Most investors are aware that the hydraulic fracturing or “fracking” boom has made the US the Saudi Arabia of natural gas. That may be true, but the problem is that it’s coming out of the ground faster than it can be used, and storage is at a premium. This suggests that natural gas is likely to stay cheap for a long time, and that can be a huge boon for certain companies.
Let me explain...
Some of the biggest players in the commodity futures markets are “commercial hedgers”. There are two types of commercial hedgers:
The first are companies that either have a commodity or will have a commodity in the future and want to ensure that they have a buyer for their supply down the road. For natural gas, these are the producers like exploration and production companies.
The second are companies that have a need for a natural gas for use in production of whatever product they make or service they offer.

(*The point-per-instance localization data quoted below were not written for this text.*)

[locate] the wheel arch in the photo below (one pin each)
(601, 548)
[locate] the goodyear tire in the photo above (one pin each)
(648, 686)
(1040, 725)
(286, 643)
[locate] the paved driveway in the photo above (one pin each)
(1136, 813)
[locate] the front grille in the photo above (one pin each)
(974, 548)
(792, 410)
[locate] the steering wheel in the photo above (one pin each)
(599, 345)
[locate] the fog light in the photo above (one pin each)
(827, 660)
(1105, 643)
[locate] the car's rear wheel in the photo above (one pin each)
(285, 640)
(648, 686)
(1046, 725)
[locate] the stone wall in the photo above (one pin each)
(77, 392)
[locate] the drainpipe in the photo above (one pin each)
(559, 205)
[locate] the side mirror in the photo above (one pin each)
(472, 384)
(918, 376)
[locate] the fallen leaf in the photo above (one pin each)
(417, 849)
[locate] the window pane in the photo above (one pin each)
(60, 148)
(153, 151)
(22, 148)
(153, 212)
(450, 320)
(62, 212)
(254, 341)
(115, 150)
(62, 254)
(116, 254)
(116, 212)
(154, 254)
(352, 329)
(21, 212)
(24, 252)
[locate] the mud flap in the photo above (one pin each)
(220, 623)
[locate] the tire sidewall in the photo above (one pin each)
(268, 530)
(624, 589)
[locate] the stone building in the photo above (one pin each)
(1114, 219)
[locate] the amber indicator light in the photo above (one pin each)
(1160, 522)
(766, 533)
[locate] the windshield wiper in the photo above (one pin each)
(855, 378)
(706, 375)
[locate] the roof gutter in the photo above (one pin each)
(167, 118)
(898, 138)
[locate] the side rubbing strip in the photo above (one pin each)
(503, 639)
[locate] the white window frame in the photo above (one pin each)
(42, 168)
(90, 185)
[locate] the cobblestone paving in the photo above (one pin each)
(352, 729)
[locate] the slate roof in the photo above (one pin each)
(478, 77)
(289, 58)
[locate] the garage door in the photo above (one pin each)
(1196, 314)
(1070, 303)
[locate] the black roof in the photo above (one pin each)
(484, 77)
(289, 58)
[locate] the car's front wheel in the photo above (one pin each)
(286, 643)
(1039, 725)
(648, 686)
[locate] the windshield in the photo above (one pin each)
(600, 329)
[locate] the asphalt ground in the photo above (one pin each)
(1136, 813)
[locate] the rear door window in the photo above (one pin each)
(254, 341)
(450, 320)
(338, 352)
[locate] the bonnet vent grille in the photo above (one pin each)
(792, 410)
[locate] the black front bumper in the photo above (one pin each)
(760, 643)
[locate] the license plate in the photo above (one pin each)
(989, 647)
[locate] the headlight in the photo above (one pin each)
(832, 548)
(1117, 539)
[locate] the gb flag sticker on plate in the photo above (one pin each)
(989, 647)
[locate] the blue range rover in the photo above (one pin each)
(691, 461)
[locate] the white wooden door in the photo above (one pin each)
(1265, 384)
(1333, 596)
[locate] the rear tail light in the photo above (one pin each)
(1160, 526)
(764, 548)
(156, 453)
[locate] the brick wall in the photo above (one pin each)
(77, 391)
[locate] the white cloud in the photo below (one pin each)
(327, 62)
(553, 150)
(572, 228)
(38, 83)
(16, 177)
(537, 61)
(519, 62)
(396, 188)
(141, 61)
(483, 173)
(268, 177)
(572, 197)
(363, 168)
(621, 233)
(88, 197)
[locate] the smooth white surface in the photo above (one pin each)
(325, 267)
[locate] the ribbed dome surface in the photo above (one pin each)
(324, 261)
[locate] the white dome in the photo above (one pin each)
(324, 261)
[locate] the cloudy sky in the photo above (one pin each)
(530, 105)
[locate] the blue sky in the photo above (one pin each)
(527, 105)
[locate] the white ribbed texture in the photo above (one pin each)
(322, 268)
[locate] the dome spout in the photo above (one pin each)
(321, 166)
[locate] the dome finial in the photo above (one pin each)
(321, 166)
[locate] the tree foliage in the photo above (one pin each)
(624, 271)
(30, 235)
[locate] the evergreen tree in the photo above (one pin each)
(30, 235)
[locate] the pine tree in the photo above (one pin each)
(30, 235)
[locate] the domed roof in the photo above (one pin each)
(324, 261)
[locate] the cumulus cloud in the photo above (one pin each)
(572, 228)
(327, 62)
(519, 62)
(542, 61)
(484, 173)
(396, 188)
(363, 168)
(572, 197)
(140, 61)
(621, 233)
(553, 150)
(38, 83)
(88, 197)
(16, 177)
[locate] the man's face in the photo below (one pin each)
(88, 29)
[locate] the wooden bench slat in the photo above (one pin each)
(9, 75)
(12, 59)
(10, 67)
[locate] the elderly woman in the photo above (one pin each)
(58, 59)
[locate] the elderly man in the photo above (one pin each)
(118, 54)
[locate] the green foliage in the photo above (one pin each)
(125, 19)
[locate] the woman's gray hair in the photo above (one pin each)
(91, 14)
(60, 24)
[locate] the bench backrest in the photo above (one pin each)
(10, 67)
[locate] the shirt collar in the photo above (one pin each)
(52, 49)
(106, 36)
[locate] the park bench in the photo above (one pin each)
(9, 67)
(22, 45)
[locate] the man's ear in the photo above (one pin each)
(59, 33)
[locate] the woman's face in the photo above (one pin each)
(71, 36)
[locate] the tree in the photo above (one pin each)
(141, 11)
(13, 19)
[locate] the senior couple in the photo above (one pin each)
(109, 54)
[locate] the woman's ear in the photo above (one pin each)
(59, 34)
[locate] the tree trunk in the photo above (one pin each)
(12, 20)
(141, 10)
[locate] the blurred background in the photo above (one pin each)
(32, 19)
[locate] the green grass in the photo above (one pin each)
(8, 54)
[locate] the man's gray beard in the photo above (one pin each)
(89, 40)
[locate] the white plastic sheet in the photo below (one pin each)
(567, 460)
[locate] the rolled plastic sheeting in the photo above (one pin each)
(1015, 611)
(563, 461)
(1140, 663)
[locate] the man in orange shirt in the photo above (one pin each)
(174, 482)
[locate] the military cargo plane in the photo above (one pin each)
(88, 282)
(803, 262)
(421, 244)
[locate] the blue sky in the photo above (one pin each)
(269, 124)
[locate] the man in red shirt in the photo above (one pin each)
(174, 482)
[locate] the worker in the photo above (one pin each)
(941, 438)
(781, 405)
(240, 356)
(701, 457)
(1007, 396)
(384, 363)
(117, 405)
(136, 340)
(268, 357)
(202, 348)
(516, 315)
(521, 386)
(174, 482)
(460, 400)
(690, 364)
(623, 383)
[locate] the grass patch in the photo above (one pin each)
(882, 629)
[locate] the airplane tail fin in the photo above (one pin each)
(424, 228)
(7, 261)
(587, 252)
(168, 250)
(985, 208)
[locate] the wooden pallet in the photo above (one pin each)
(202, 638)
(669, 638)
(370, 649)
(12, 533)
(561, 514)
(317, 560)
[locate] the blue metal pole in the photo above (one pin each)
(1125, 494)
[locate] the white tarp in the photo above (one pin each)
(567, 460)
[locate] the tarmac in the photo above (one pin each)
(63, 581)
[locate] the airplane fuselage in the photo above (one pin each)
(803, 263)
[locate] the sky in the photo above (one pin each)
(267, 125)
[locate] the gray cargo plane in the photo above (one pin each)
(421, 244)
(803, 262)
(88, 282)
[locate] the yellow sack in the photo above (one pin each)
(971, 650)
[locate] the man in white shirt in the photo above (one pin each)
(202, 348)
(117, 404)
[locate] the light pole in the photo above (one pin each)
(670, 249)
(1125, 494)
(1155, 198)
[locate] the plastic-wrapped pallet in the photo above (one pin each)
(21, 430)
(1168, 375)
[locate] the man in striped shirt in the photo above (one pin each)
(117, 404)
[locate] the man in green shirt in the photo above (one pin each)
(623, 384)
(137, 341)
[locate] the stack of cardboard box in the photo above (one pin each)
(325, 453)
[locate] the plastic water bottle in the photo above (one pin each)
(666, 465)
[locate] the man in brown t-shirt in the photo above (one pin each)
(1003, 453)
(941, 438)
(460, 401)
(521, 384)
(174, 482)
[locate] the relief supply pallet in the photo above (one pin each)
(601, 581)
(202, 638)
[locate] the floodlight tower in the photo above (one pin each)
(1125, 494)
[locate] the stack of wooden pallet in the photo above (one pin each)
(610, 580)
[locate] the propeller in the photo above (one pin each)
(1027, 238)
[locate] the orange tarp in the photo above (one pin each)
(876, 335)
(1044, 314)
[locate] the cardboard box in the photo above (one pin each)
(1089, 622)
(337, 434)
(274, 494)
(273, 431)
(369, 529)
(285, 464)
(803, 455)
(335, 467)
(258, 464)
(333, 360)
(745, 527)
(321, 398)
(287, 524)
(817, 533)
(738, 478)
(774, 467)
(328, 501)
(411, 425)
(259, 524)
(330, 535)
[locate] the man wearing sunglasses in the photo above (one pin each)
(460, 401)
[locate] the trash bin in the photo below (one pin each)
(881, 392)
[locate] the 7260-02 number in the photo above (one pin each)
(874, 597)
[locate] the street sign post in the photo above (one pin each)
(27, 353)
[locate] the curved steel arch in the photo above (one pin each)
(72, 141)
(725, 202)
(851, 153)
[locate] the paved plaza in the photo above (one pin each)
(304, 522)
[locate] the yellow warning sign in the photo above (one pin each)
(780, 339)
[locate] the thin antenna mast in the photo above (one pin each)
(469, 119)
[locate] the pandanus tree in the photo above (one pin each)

They have an ongoing demand, and may include utilities, steel producers, fertilizer companies, etc. Natural gas may be an energy source or it may actually be used as one of the product inputs. Until those companies actually need the gas, they need to store it somewhere, pay someone else to store it, or take their chances in the spot market.
Storage costs make up a large part of the price difference between the current or spot price and the future prices. As you can see in the chart below, it costs nearly twice as much for nat gas delivery in two years as it does to buy natural gas for immediate delivery.
That is a huge 100% difference, reflecting the abundance of current and future supply as well as the lack of storage. The companies that use natural gas are beginning to shy away from locking in future deliveries and are more willing to take their chances in the spot market.
With plenty of supply, two companies in particular are poised to benefit from cheap natural gas.
Growing your wealth
There is a fact that may seem like it has nothing to do with natural gas, but it provides these stocks with another tail wind as the price of natural gas slips.
The world’s population is growing and, as a result, requires more food. And that means more crops. Supporting this is a USDA estimate that record crop growth in the States and globally is expected during 2012.
What do you need as crop plantings increase? Fertilizer.
There are basically three types of fertilizers: phosphate based, potassium based, and nitrogen based. Phosphate and potassium fertilizers are often mined in the form of potash, but nitrogen based fertilizers need to be manufactured, and that is where natural gas comes into play.
Without getting into organic chemistry, nitrogen based fertilizers are manufactured by removing the ammonia from the natural gas and adding nitrogen from air. Additionally, natural gas is often used as the energy source to remove the ammonia.
This is a double plus for nitrogen fertilizer companies, since a significant input for the process is becoming cheaper. These two companies have already benefited from declining natural gas prices, but stable low prices will likely enable these companies to continue to expand margins over the year.
The first is CF Industries (CF), which is up approximately 18% year to date, and almost 50% since its October low. After a spike in January, the stock has been consolidating between $170 and $190. The key is that it derives nearly 80% of its revenue from nitrogen fertilizers. Since nat gas is a primary input in its manufacturing process and plenty of supply exists as far as the eye can see, the ability to improve its processes into a backdrop of increasing demand suggests that margins can improve. It will next report earnings in mid-May, and this could be the catalyst for CF to break resistance in the $190 area.
The second is Agrium (AGU), which derives approximately 30% of its revenues from nitrogen fertilizers. A slightly larger portion of revenues comes from potash and potassium fertilizers, adding some diversification to the product mix while still providing it the potential to benefit from low and stable natural gas prices. AGU is also up solidly in 2012 and has begun to consolidate in the $85-90 range. This company will also report in mid-May.
Both stocks pay a token dividend of less than 1%, but if margins continue to expand then the payout may as well. Both of these fertilizer stocks have room to grow, and may soon provide an additional payout or buy back, giving investors an opportunity to grow their wealth.